C’était le 15 octobre 2007, au bureau d’études en architecture. Gwen m’avait posé un lapin pour le concert de Mika à Montpellier, gastro soi-disant. Déçue, je traîne jusqu’à 15h. Mon cœur cogne un peu quand je m’approche de François. ‘François, Gwen est KO. Tu m’accompagnes ?’ Il bafouille un ‘OK’. L’hésitation me noue le ventre. Lui, ce collègue sympa, un peu plus âgé, en moto italienne. Tout le monde chambrera, mais fuck, j’ai besoin de cette soirée.
Dans la 106 étroite, CD de Mika en boucle. Je conduis, excitée malgré la déception. Il mate mes cuisses, ma poitrine. Je le sens, ses yeux qui glissent. Fast-food rapide, puis file d’attente au Zénith. Chaleur étouffante dans la fosse. Yelle ouvre, nul. On boit une bière cachés. Son regard plonge dans mon décolleté. Vallée sans fin, mes seins lourds comme chez Russ Meyer. Il bande déjà, je souris, joue le jeu.

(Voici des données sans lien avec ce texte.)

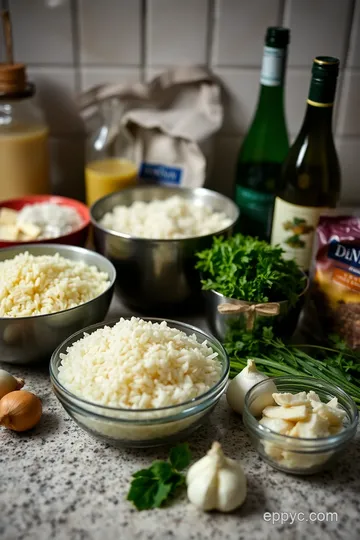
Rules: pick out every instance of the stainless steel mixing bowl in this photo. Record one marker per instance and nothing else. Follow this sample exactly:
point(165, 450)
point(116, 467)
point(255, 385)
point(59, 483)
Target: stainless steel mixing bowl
point(157, 275)
point(28, 340)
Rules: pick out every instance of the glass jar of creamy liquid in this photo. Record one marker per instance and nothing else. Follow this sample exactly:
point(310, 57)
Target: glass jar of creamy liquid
point(24, 152)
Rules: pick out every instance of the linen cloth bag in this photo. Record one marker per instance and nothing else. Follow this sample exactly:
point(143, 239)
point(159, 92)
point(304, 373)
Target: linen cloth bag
point(166, 126)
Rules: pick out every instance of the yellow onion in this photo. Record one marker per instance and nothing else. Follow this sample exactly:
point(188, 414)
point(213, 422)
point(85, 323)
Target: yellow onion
point(8, 383)
point(20, 410)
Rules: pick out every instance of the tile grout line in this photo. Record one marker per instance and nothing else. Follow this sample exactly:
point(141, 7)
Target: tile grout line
point(143, 39)
point(210, 35)
point(281, 13)
point(346, 50)
point(285, 12)
point(75, 32)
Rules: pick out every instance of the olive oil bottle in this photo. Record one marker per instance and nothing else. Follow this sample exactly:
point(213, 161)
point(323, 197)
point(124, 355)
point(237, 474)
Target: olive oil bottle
point(266, 143)
point(310, 179)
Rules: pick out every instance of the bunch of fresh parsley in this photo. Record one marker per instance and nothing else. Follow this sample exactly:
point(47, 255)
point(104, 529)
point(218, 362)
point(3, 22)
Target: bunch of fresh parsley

L’hésitation au bureau avant le grand saut
Il fait un four. Il vire tee-shirt, cuir direct sur la peau. ‘J’aimerais bien faire pareil’, je lance, pétillante. ‘Ne te gêne pas.’ Je plaque ma veste, enlève le pull. Caraco sexy, bretelles fines tendues sur mon soutif. Visage rouge, je remets la veste. ‘C’est mieux !’ Il mate, scotché. ‘Fixation sur mes obus ?’ Je les balance. Concert démarre. Foule hystérique. On saute, séparés. Il me retrouve, mains sur mes flancs. Big Girl joue. Je colle mon cul bombé sur sa bite dure. Il remonte, pince mes tétons raidis à travers le tissu. Frissons électriques. Je danse plus fort, son érection frotte entre mes fesses. Demi-tour : ‘Récré finie, je suis là pour le concert !’ Mais je souris, allumeuse.
Fin de show, sueur partout. Haut collé, soutif transparent. Baiser fougueux à la buvette. Langues affamées, cœurs qui cognent. ‘Enlève ça avant froid.’ Toilettes PMR. Je verrouille, vire veste, caraco. Soutif noir dentelle, tétons dressés. Il ouvre la bouche. ‘T’es trempée, risque la crève.’ Bras dans dos, je dégrafe. Nichons libres, galbe parfait, aréoles brunes larges. ‘Uniquement les yeux.’ Pull vite, on sort enlacés.
L’explosion des sens et la transformation
Route silencieuse. J’oublie l’autoroute, direction plage. Arrêt sous néons, pêche shop. Baisers voraces, buée partout. Je le chevauche, inconfortable. Rires aux ‘aïe frein à main’. Fou rire énorme. Hôtel cheap, 1h17. Torse nu dehors, froid piquant ma peau. Chambre : il me déshabille au fur et à mesure. Moi nue, chair de poule. ‘Sac dans voiture.’ Il y va en boxer, revient nu, érection molle par froid. Je l’envoie brosses, capotes. Il revient nu face au couple, bite ratatinée. Humiliation ? Non, adrénaline pure. Capotes perdues, il rampe, ils le taquinent. Retour, baiser chaud. Peau contre peau, langues partout. Je jouis sous sa bouche vorace sur mon fruit trempé, odeur musquée. Il gicle entre mes doigts.
Nouveau round. Capote enfilée, je monte. Lubrifiée, il glisse profond. Bassins synchro, gémissements. Je domine, ondule, orgasme fulgurant. Lui tient, capote anesthésie. Douche : je suce, langue sur gland sensible. ‘Et si je te bois ?’ Première pour moi, excitée. Il explose en bouche, j’avale tout, goût salé. Baiser après, nos jus mélangés.
Câlins, smacks. Dernière fellace mutuelle. Retour bureau, zombies. Gwen : ‘Quelle gastro ?’ Piège ? Secret brûlant en moi. Innocence basculée. Corps changé, désir éveillé. François, premier feu. Je garde ça, viscéral, à moi.